Avec mon ami, nous étions partis ce jour-là pour une simple promenade sur un vieux chemin presque oublié, à la périphérie de la ville.

Nous ne cherchions rien de particulier, juste un peu de calme pour échapper au bruit du quotidien. Mais nous étions loin d’imaginer que cette sortie banale allait bouleverser notre tranquillité pendant longtemps.

Près d’une clôture envahie par les herbes, nous avons remarqué un objet étrange. Au début, nous pensions qu’il s’agissait d’un simple morceau de métal rouillé, peut-être un reste d’un ancien outil agricole. Pourtant, en nous approchant, un malaise immédiat s’est installé. Cet objet n’avait rien d’ordinaire.

Sa forme était inhabituelle, comme s’il avait été assemblé à partir de plusieurs pièces différentes. Sa surface sombre et usée était couverte de gravures presque effacées. Certaines parties semblaient encore mobiles, comme si le mécanisme refusait de céder totalement au temps. C’était troublant… presque inquiétant.

Nous l’avons emporté avec nous.

Les jours suivants, nous avons essayé de comprendre ce que c’était. Recherches sur Internet, comparaisons d’images, forums spécialisés — rien. Aucune trace, aucune information. Comme si cet objet n’appartenait pas à notre époque.
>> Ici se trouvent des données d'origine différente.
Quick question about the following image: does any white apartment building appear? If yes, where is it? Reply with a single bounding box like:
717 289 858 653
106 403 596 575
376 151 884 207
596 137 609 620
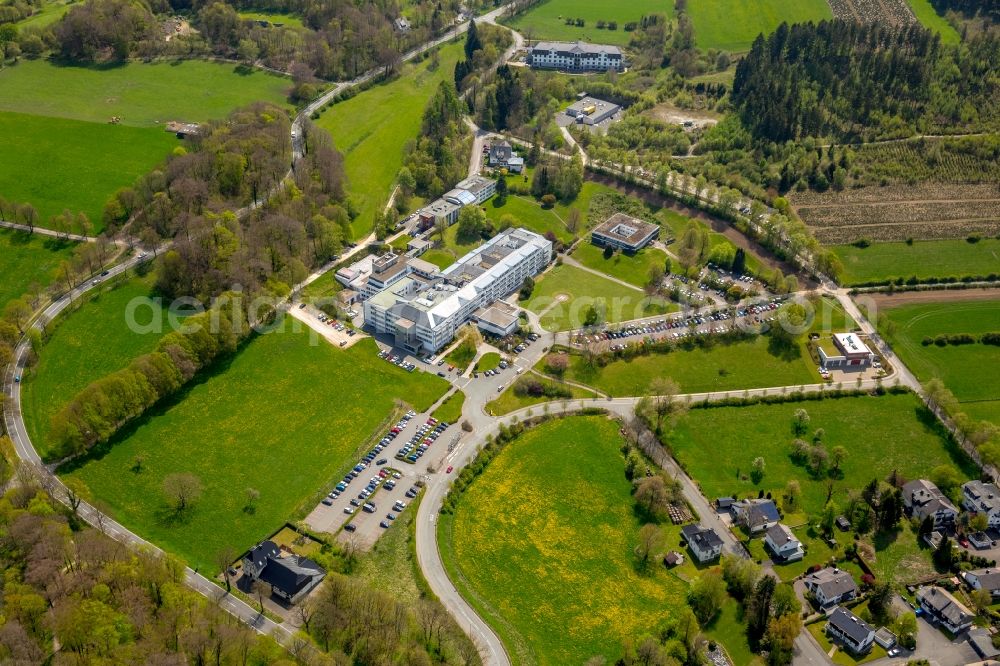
364 229 552 353
528 42 625 72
Peu à peu, un sentiment étrange s’est imposé : nous avions peut-être découvert quelque chose qui aurait dû rester caché.

Nous avons alors décidé de nous rendre dans une vieille bibliothèque, dans un quartier oublié de la ville. L’endroit semblait figé dans le passé : étagères poussiéreuses, livres jaunis, silence pesant. Le bibliothécaire, un homme âgé, a longuement fixé l’objet dans nos mains. Pendant un instant, il est resté immobile, puis nous a fait signe de le suivre.

Il nous a conduits dans une salle arrière et a sorti un lourd ouvrage relié de cuir. Il a feuilleté lentement, comme s’il savait exactement où chercher. Puis il s’est arrêté.

Et là… nous avons compris.

Le dessin sur la page représentait exactement le même objet.

Le texte, ancien et difficile à déchiffrer, expliquait qu’il ne s’agissait pas d’un simple outil. Selon le livre, c’était un « dispositif de signalisation », utilisé pour entrer en contact avec quelque chose d’inconnu. Pas avec des humains. Pas avec quoi que ce soit de connu.

D’après ces écrits, l’appareil pouvait fournir des réponses à certaines questions. Mais il y avait toujours un prix à payer. Et ce prix n’était pas matériel… il était bien plus personnel, plus sombre.

Plus nous lisions, plus l’angoisse montait. Des récits de personnes ayant utilisé cet objet et ayant disparu sans laisser de trace. D’autres étaient revenus… mais profondément changés, comme s’ils n’étaient plus vraiment eux-mêmes.

La dernière phrase du passage nous a glacés :

« Celui qui le trouve devient partie de son histoire. »

Le bibliothécaire a refermé brusquement le livre et nous a regardés d’un air grave.

« Emportez-le et ne revenez pas avec ça ici », a-t-il murmuré. « Et surtout… n’essayez jamais de l’utiliser. »

Depuis ce jour, l’objet est caché chez moi, enfermé dans une boîte.

Mais parfois… la nuit… j’ai l’impression d’entendre un léger cliquetis en provenance de l’intérieur.

Et à ces moments-là, je ne sais plus si ce n’est que mon imagination… ou si quelque chose tente réellement de répondre.